Teknik kalitenin yanında fonksiyonel kalite sağlık hizmetlerinin değerlendirilmesinde hastalar için diğer önemli unsur olarak karşımıza çıkmaktadır. Fonksiyonel kalite hastaların beklentileri ve algıları üzerine kurgulanmalıdır. Sağlık hizmetlerinden hasta beklentilerini oluşturan unsurların başında hizmetin maliyeti gelir. Bu konuda ülkemiz önemli bir avantaja sahiptir. Karaciğer nakli iyi bir Amerikan hastanesinde yaklaşık 300 bin Amerikan dolarına mal olurken aynı hizmet Türkiye’deki JCI akrediteli bir kurumda 80 bin Amerikan dolarına alınabilmektedir. Ayrıca en önemli sorunlardan birisi de sigorta şirketlerinin büyük bir bölümü yurt dışı tedavi hizmetlerini kapsam dışı tutmaktadırlar. Bu durum ülkesi dışında başka bir ülkeden hizmet almak isteyen hastalar için tedavi ve seyahat planlarını olumsuz yönde etkileyecek önemli bir maliyet kalemdir. Bu konuda uluslararası sağlık hizmeti sunucuları ile anlaşma yolları arayan sigorta firmalarıyla ortak çalışmaların yürütülmesi Türkiye’de hizmet veren sağlık kurumları için avantaj oluşturacaktır. Maliyeti oluşturan diğer bir unsurda hiç şüphesiz hizmete ulaşım süresidir. Kanada da bu süre 2,5 ay, İngiltere’de 4,5 aya kadar çıkabilmektedir. Bekleme süresi konusunda Türkiye avantajlı ülkelerden biridir.

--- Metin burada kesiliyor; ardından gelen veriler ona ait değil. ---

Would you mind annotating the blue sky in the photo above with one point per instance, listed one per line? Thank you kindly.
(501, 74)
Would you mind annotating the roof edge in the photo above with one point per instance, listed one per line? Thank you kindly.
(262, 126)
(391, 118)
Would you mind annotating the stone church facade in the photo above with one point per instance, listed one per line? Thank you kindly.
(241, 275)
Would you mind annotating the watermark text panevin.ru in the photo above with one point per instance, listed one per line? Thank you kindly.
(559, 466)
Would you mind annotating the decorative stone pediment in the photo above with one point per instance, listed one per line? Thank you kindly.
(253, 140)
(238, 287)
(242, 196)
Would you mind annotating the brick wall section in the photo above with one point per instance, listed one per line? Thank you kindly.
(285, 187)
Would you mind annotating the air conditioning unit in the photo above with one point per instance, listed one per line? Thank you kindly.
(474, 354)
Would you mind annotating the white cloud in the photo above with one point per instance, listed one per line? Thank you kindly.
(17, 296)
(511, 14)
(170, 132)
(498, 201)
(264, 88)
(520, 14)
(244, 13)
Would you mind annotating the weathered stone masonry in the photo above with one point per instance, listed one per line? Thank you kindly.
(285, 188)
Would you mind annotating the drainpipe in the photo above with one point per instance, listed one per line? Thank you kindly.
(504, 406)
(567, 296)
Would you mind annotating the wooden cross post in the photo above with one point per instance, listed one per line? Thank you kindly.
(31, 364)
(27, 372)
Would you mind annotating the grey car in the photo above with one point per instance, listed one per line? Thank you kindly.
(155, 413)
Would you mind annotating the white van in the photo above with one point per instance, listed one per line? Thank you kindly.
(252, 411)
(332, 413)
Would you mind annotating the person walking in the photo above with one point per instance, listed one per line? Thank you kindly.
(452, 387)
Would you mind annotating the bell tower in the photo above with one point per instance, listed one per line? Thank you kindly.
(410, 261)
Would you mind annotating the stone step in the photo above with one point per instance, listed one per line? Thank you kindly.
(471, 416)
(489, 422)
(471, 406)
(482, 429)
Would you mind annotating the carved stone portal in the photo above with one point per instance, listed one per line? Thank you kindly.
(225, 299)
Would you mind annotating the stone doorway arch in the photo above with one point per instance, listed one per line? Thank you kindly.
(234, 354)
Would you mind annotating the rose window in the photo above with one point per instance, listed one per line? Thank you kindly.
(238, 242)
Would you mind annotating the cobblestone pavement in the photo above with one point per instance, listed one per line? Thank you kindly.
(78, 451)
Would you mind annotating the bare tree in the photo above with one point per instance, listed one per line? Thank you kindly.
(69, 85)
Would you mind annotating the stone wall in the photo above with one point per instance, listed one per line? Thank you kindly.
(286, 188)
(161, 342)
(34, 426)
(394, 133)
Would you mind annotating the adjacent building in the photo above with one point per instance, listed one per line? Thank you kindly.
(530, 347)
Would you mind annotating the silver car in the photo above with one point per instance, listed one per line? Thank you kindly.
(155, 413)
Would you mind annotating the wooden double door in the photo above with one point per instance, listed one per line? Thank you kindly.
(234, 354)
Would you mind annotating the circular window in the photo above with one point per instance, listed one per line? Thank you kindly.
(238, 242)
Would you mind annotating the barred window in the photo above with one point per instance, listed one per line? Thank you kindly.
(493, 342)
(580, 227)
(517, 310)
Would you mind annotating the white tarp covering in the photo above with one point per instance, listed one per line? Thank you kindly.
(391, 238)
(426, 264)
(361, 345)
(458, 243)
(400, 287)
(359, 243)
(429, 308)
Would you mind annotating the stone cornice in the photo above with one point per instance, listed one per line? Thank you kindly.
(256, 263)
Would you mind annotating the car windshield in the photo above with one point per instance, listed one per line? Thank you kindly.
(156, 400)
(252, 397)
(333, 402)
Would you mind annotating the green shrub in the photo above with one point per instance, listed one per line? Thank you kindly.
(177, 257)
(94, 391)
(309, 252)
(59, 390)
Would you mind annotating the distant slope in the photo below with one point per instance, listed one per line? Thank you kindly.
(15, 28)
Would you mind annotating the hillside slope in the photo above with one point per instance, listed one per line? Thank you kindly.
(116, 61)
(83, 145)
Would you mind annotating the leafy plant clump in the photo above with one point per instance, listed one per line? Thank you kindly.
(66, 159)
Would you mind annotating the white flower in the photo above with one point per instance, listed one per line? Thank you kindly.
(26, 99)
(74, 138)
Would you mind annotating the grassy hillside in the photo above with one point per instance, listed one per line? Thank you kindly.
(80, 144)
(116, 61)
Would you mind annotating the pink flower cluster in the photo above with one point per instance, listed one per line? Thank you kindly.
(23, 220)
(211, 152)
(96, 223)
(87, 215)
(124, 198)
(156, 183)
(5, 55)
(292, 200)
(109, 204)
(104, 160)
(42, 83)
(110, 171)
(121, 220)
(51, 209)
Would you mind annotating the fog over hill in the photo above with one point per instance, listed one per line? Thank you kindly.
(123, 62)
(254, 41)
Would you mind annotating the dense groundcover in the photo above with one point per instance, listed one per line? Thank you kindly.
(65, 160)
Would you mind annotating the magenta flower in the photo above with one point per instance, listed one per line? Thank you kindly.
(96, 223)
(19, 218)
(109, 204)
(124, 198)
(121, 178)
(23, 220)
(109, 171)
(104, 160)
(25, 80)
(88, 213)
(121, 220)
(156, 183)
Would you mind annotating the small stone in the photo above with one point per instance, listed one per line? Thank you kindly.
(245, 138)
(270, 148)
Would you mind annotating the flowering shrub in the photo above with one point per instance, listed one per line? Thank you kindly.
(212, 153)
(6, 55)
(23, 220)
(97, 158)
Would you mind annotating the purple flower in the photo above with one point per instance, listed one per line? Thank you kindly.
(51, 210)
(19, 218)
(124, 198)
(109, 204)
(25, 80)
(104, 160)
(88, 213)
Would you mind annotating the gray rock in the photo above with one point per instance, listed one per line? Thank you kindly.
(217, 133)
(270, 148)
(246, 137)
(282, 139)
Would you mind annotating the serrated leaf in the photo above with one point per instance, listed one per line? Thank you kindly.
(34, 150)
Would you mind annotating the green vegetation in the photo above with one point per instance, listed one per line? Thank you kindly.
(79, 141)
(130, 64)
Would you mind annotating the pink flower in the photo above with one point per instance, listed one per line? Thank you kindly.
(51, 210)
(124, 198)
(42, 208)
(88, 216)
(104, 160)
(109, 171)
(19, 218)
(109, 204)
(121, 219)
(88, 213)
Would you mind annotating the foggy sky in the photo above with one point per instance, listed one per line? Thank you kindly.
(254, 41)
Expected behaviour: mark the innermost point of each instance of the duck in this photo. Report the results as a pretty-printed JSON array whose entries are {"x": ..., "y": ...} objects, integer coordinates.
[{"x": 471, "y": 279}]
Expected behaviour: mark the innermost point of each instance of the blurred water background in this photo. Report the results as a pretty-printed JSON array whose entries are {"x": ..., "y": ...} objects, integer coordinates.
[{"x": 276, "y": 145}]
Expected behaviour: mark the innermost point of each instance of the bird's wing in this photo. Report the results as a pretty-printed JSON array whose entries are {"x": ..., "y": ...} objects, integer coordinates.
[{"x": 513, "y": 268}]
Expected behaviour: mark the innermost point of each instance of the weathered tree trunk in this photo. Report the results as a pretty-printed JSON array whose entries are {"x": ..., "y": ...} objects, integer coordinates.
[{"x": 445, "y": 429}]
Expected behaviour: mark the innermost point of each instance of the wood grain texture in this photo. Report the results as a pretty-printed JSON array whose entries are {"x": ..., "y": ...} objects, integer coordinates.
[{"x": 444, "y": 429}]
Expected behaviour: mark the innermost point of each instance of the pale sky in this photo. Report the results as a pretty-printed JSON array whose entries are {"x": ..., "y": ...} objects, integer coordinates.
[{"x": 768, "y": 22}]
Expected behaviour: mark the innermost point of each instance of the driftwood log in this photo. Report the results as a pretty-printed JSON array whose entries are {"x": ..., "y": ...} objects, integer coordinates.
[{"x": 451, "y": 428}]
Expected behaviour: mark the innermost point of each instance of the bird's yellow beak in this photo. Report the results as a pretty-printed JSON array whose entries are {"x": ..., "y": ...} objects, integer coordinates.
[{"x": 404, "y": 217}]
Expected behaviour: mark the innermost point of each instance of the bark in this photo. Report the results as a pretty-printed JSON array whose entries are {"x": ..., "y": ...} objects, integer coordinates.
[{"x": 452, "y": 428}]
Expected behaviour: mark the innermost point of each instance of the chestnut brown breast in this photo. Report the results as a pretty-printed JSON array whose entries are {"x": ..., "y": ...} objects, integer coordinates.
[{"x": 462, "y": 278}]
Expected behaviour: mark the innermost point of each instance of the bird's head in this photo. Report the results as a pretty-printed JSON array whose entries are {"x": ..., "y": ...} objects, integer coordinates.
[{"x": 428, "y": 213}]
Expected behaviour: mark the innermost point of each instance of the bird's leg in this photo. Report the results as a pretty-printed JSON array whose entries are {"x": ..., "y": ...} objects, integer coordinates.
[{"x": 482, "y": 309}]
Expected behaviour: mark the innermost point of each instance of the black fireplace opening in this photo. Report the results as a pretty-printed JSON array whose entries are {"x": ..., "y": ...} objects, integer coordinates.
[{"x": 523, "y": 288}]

Hasta beklentilerini etkileyen diğer unsurlar ise kültürel farklılıklar ve gidilen ülkede yaşanabilecek dil sorunları gelmektedir. Tatil ve eğlence amaçlı turizm konusundaki ülkemizin sahip olduğu kalifiye elemanlar verilecek eğitimlerle sağlık sektöründe de değerlendirilebilir. Böylece hem hasta hem de hasta yakınlarına tercümanlık hizmeti verilebilir. Ayrıca yaşanabilecek sosyokültürel farklılıkların ortadan kaldırılmasında hem hizmetin verileceği kampüste hem de ilde en çok hasta gelen ülkelerden alınacak franchislar sayesinde gelen hastaların ve yakınlarının kendilerini daha rahat hissetmeleri sağlanabilir. Bütün bunlarla birlikte hasta hareketliliği konusundaki en büyük engel vize sorunlarıdır. Her ne kadar sağlık hizmeti sunumu yapılacak ülkeler tıbbi ön kayıt işlemleri ve hastane rezervasyon işlemlerini yapan hastalara ve yakınlarına vize kolaylıkları sunmakla birlikte hale süreci uzatan ve hasta beklentileri ve algılamalarını etkileyen önemli bir unsurdur. Bu konuda Türkiye’nin hasta vizesi başlığı altında yeni bir vize sistemi uygulaması hasta hareketliliği konusunda avantaj elde etmemize katkı sağlayacaktır. Hasta beklentilerini etkileyen en önemli unsurlardan birisi de tedavi hizmeti ardından ülkelerini döndüklerinde yaşayabilecekleri komplikasyonlarla ilgili sorunlardır. Bunun çözümünde özellikle sigorta şirketleri üzerinden sağlık hizmeti satın alımlarda daha az sorun yaşanırken bireysel hizmet satın alımlarında sorunun çözümü uzayabilmekte bu da hastaların sağlık hizmetine yönelik algılarını olumsuz yönde etkilemektedir.

Hasta ve hasta yakınları hizmeti satın alacakları kurumlardaki uzman kadrolar hakkında elde edecekleri bilgiyi de oldukça önemsemektedirler. Bu bilgi hastaların beklentilerinin oluşmasında önemlidir. Bu yüzden sağlık hizmeti veren kuruluşlar özellikle internet sayfalarından hizmet sunumunu sağlayacak personellerinin yetkinlikleri hakkında bilgi vermelidirler. Hekim kadrosunun USMLE, hemşire kadrosunun NCLEX-RN gibi uluslararası kabul edilen sınavlardan geçmiş olması hastalar ve yakınları üzerinde pozitif bir algının oluşmasını sağlayacaktır.